La rupture conventionnelle

1 Jan, 2026

Instaurée par la loi n°2008-596 du 25 juin 2008, la rupture conventionnelle permet de mettre un terme à un contrat de travail d’un commun accord du salarié et de son employeur.

Souvent considérée comme la solution idéale par les salariés en contrat à durée indéterminée qui ne souhaitent pas démissionner, « la rupture conventionnelle, exclusive du licenciement ou de la démission, ne peut être imposée par l’une ou l’autre des parties » (article L 1237-11 du Code du travail).

Aux fins de déterminer les modalités de la rupture, les parties conviennent a minima d’un entretien pour lequel le salarié peut être assisté.

Dans cette hypothèse, il en avertit son employeur qui dispose alors de la même faculté et qui préviendra le salarié.

La convention de rupture prévoit (article L 1237-13 du Code du travail) :

  • Les conditions de la rupture et notamment « le montant de l’indemnité spécifique de rupture conventionnelle » dont le montant ne peut être inférieur à celui de l’indemnité de licenciement, légale ou conventionnelle,

  • La date de la rupture « qui ne peut intervenir avant le lendemain du jour de l’homologation ».

Chaque partie dispose, à compter de la signature, d’un délai de rétractation de quinze jours calendaires.
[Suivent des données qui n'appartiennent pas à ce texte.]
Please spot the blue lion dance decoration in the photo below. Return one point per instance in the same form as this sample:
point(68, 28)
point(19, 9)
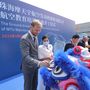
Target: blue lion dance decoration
point(64, 68)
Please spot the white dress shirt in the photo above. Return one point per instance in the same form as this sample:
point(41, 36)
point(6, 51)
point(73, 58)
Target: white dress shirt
point(43, 52)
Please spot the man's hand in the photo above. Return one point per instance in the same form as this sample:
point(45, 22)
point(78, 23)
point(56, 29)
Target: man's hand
point(44, 63)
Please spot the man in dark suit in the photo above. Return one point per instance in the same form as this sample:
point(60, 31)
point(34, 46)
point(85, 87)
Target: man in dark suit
point(73, 42)
point(30, 62)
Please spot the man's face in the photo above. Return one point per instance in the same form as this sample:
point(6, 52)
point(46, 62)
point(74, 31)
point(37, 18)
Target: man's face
point(35, 30)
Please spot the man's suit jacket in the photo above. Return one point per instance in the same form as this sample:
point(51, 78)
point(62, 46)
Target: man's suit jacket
point(29, 50)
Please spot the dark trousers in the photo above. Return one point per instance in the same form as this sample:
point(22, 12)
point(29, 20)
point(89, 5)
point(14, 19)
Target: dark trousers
point(30, 79)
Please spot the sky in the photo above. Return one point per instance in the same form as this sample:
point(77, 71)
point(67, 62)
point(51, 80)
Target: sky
point(77, 10)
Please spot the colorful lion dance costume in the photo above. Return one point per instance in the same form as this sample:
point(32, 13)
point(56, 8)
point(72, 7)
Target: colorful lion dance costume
point(65, 67)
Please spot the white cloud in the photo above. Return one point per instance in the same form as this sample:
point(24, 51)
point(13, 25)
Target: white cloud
point(77, 10)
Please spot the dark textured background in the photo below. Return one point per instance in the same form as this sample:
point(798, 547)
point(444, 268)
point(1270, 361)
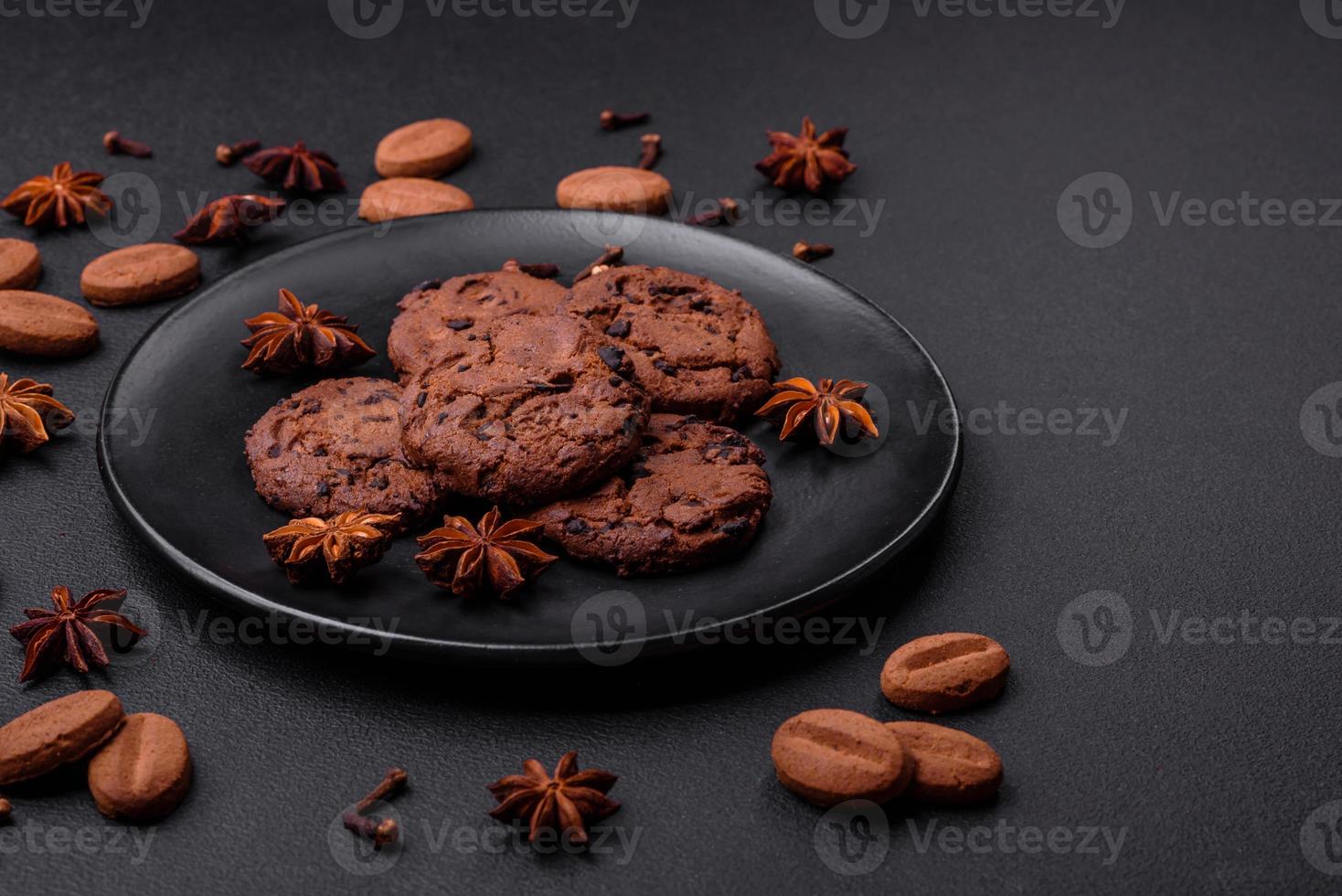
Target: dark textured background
point(968, 129)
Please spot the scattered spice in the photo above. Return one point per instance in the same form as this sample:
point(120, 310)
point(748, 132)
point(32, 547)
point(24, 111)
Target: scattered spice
point(541, 270)
point(301, 336)
point(229, 218)
point(805, 160)
point(651, 151)
point(492, 559)
point(804, 251)
point(66, 626)
point(832, 402)
point(58, 200)
point(380, 830)
point(313, 548)
point(231, 153)
point(613, 121)
point(725, 212)
point(568, 803)
point(118, 145)
point(297, 168)
point(27, 412)
point(612, 255)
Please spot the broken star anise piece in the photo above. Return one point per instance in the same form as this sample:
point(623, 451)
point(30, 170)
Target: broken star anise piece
point(65, 631)
point(229, 219)
point(312, 548)
point(807, 161)
point(60, 200)
point(301, 336)
point(832, 402)
point(567, 803)
point(27, 412)
point(493, 559)
point(297, 168)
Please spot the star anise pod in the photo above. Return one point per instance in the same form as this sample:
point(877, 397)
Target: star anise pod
point(60, 198)
point(832, 402)
point(66, 628)
point(301, 336)
point(492, 559)
point(337, 548)
point(297, 168)
point(805, 160)
point(27, 411)
point(567, 803)
point(229, 218)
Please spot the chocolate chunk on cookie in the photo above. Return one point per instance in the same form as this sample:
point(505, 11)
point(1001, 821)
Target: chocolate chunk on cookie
point(529, 413)
point(439, 322)
point(336, 447)
point(696, 347)
point(693, 496)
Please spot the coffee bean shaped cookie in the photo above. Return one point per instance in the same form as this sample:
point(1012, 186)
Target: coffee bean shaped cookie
point(694, 496)
point(336, 447)
point(441, 322)
point(945, 672)
point(696, 347)
point(537, 408)
point(832, 755)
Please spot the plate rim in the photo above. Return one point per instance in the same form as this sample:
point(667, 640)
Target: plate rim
point(444, 649)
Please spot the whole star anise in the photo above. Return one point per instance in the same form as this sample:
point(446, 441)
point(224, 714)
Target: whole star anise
point(60, 198)
point(27, 411)
point(229, 218)
point(492, 559)
point(337, 548)
point(832, 402)
point(567, 803)
point(301, 336)
point(297, 168)
point(66, 628)
point(805, 160)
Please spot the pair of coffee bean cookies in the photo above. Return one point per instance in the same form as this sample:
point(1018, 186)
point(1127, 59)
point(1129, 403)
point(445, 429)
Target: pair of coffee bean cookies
point(599, 410)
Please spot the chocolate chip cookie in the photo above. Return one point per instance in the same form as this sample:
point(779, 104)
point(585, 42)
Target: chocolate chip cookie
point(693, 496)
point(697, 347)
point(534, 410)
point(439, 321)
point(336, 447)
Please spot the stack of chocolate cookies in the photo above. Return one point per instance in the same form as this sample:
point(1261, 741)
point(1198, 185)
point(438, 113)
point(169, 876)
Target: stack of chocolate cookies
point(597, 411)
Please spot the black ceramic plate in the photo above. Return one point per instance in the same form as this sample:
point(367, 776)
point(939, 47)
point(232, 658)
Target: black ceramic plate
point(836, 514)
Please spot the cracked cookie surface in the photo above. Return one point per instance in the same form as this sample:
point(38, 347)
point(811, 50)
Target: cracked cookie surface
point(534, 410)
point(439, 322)
point(694, 496)
point(697, 347)
point(335, 447)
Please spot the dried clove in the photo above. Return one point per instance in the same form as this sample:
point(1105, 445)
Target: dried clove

Le salarié ou l’employeur doit alors envoyer une lettre, par « tout moyen attestant de sa date de réception par l’autre partie ».

À l’issue du délai de rétractation, une demande d’homologation doit être adressée à la DREETS (Directions régionales de l’économie, de l’emploi, du travail et des solidarités, anciennement DIRECCTE).

C’est un nouveau délai de quinze jours ouvrables qui court, à compter de la réception de la demande d’homologation, au cours duquel l’Inspection du travail instruit la demande.

Sans réponse de la DREETS (Direction régionale de l’économie, de l’emploi, du travail et des solidarités) dans ce délai, il convient de considérer l’homologation acquise.

Quelles sont les conséquences financières ?

  • L’indemnité de rupture conventionnelle : le salarié perçoit une indemnité qui ne peut jamais être inférieure à l’indemnité de licenciement (légale ou conventionnelle).

  • L’indemnité de congés payés : si le salarié n’a pas pris tous ses congés acquis, il recevra une indemnité compensatrice correspondante.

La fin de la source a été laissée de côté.